Related Collectible
Lore
Kaptur Siódmego Serafina
„Ile może tam być tych przeklętych rzeczy?” – porucznik Artur Woronin
Rozdział 1: Dostawa
Woronin prawie upuścił niesioną amunicję, co mogło mieć katastrofalne skutki dla wszystkich w pobliżu. Może nie byłoby to aż tak fatalne jak nieszczęście, na które się przygotowywali, jednak na samą myśl o następstwach jego ciało przeszedł nieprzyjemny dreszcz. Nienawidził tego typu zadań.

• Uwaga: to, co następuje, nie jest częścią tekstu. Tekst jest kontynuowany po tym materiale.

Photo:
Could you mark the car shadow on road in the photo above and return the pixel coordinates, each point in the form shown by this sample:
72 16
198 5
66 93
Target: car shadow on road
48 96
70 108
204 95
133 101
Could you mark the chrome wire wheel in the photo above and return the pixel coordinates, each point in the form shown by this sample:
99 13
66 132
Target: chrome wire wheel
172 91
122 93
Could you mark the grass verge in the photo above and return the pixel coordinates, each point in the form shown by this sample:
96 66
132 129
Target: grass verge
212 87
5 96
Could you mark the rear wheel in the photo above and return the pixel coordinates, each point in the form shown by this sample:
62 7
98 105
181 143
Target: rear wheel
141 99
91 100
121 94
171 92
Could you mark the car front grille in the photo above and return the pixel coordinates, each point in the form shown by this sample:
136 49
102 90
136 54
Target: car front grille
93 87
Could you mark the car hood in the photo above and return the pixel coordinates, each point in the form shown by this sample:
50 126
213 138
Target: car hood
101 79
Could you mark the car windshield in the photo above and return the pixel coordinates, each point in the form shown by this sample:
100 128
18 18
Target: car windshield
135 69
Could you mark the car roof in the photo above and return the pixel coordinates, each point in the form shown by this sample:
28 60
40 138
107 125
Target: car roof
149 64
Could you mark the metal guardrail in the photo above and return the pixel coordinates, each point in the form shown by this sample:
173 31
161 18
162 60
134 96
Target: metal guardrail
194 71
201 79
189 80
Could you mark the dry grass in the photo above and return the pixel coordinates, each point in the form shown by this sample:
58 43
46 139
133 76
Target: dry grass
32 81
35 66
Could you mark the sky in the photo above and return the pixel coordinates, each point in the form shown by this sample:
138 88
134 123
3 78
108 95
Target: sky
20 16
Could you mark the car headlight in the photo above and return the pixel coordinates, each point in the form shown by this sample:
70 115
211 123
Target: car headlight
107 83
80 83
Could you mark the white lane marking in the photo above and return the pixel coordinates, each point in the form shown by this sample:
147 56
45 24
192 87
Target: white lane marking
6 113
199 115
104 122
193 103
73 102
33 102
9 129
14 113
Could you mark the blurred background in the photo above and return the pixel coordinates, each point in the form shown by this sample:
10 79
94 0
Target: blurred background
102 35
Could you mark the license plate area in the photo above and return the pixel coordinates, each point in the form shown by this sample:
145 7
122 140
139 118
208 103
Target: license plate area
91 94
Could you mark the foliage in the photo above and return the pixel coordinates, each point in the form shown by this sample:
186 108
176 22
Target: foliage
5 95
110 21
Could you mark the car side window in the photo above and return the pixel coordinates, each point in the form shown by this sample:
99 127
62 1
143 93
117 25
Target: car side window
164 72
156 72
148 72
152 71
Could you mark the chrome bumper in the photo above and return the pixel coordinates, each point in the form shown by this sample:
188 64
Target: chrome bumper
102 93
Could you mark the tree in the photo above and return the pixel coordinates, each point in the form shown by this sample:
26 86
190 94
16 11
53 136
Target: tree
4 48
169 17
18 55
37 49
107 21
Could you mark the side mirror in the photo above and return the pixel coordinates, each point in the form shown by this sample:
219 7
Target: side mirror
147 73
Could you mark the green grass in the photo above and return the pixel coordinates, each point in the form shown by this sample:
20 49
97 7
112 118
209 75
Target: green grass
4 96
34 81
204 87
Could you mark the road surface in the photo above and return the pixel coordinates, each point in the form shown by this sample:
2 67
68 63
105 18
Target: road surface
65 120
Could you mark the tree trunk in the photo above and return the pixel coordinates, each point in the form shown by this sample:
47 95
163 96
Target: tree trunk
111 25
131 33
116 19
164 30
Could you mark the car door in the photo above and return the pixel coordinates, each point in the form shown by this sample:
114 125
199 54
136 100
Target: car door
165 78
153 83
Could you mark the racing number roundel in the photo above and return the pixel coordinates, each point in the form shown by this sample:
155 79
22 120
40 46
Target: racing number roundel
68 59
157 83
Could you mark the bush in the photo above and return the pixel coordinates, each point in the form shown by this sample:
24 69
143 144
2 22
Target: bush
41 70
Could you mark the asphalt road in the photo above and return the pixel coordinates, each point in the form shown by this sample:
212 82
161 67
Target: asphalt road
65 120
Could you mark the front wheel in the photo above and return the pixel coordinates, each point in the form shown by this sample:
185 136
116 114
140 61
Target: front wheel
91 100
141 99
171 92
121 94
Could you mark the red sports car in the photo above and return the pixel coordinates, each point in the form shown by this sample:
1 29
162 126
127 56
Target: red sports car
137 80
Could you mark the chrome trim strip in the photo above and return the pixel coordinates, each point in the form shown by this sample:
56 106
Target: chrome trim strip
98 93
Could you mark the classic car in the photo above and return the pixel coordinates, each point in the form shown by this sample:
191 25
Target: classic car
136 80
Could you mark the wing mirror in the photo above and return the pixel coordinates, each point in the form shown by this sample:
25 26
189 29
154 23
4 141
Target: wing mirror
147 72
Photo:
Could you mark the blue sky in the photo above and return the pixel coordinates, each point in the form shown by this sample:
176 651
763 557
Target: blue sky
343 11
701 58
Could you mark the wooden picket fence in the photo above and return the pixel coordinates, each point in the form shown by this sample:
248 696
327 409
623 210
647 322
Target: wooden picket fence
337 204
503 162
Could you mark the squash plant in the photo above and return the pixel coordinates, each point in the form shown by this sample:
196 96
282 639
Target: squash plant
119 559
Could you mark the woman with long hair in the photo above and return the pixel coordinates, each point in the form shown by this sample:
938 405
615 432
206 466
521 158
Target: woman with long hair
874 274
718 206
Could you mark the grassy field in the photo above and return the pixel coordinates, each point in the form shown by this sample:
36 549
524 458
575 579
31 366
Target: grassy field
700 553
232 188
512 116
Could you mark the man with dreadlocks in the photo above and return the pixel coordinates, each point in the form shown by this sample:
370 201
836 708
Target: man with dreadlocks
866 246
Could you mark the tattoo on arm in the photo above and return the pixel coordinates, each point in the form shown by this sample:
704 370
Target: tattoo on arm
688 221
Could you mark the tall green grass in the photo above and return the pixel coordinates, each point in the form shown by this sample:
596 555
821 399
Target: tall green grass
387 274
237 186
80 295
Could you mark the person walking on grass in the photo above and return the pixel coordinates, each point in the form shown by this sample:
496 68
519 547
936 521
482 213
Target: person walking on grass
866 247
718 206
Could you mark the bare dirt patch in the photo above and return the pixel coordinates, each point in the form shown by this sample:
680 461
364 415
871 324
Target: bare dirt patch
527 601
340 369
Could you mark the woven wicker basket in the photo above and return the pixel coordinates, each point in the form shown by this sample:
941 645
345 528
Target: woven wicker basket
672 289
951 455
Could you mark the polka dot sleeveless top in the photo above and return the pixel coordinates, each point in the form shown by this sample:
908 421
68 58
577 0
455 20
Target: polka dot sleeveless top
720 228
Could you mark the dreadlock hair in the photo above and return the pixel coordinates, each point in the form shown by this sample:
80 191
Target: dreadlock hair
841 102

– Hej, Morozowa! – zawołał Woronin do wyższej stopniem oficer, łapiąc oddech. – Nie wiesz, gdzie to wszystko wyślą?
Morozowa ostrożnie odłożyła niesiony przez siebie zasobnik na ziemię, zupełnie jakby układała dziecko do snu.
– Nie mam pojęcia. Przyszły rozkazy od góry, żeby przyspieszyć sprawę. Jakieś wieści o Tytanie wszystkich nieźle nastraszyły.Woronin zdjął hełm i przetarł pot z czoła. Tytan? A niby co się tam wydarzyło? W sumie łączność rzeczywiście szwankowała, a rozkazy, które tu dotarły, były dość skąpe: pozyskać amunicję. Przetransportować amunicję w miejsce o danych współrzędnych. Zostawić ją tam. Powtórzyć. Żadnych humvee. Cała akcja powinna zostać przeprowadzona po cichu, bez rozgłosu.
Gdzie miało to wszystko zawędrować i do czego zostać użyte? Woronin podniósł swój zasobnik i przyspieszył kroku.
Miał wrażenie, że przez kilka godzin wlókł się za Morozową, choć uszli może z kilometr. Te zasobniki były nieporęczne, a co gorsza trwało najgorętsze i najbardziej suche lato, jakie pamiętał.
Gdy w końcu dotarli do celu, powitał ich oschle Bykow, zajęty sporządzeniem listy dostaw. Dwóch żołnierzy, których Woronin nie kojarzył, umieszczało zasobniki w paszczy szybu wystającego z ziemi. Po chwili cały transport zniknął pod jej powierzchnią, wydając pusty, pneumatyczny łoskot.
– Gdzie to wysyłacie? – zapytał Woronin. Bykow zmarszczył brwi, a jego twarz spoważniała. Szybko wrócił do swojej listy.
– Gotowy na kolejną rundkę? – rzuciła Morozowa z energią, jakiej Woronin nie wykrzesałby z siebie przez cały rok.
– Skoro musimy.
Niebo pociemniało, a nad ich głowami zebrały się chmury. Pozyskać amunicję. Powtórzyć.